Peking-Tsinghua Center for Life Sciences, Academy for Advanced Interdisciplinary Studies, Center for Quantitative Biology (CQB), Peking University, Beijing, 100871, China.
Nat Commun. 2023 Jan 14;14(1):223. doi: 10.1038/s41467-023-35923-4.
Consistent annotation transfer from reference dataset to query dataset is fundamental to the development and reproducibility of single-cell research. Compared with traditional annotation methods, deep learning based methods are faster and more automated. A series of useful single cell analysis tools based on autoencoder architecture have been developed but these struggle to strike a balance between depth and interpretability. Here, we present TOSICA, a multi-head self-attention deep learning model based on Transformer that enables interpretable cell type annotation using biologically understandable entities, such as pathways or regulons. We show that TOSICA achieves fast and accurate one-stop annotation and batch-insensitive integration while providing biologically interpretable insights for understanding cellular behavior during development and disease progressions. We demonstrate TOSICA's advantages by applying it to scRNA-seq data of tumor-infiltrating immune cells, and CD14+ monocytes in COVID-19 to reveal rare cell types, heterogeneity and dynamic trajectories associated with disease progression and severity.

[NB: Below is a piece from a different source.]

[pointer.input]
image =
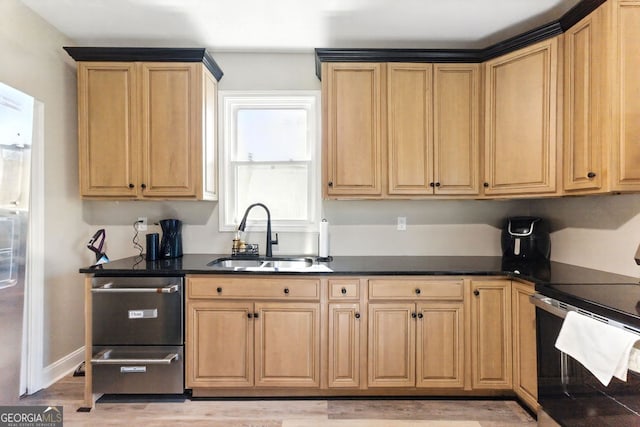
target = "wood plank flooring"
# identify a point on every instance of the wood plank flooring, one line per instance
(282, 412)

从参考数据集到查询数据集的一致注释转移对于单细胞研究的发展和可重复性至关重要。与传统的注释方法相比,基于深度学习的方法更快、更自动化。已经开发了一系列基于自动编码器架构的有用的单细胞分析工具,但这些工具在深度和可解释性之间难以平衡。在这里,我们提出了 TOSICA,这是一种基于 Transformer 的多头自注意力深度学习模型,它可以使用生物上可理解的实体(如途径或调控子)进行可解释的细胞类型注释。我们表明,TOSICA 实现了快速准确的一站式注释和批次不敏感的集成,同时为理解发育和疾病进展过程中的细胞行为提供了生物上可解释的见解。我们通过将 TOSICA 应用于肿瘤浸润免疫细胞的 scRNA-seq 数据和 COVID-19 中的 CD14+单核细胞,展示了 TOSICA 的优势,揭示了与疾病进展和严重程度相关的罕见细胞类型、异质性和动态轨迹。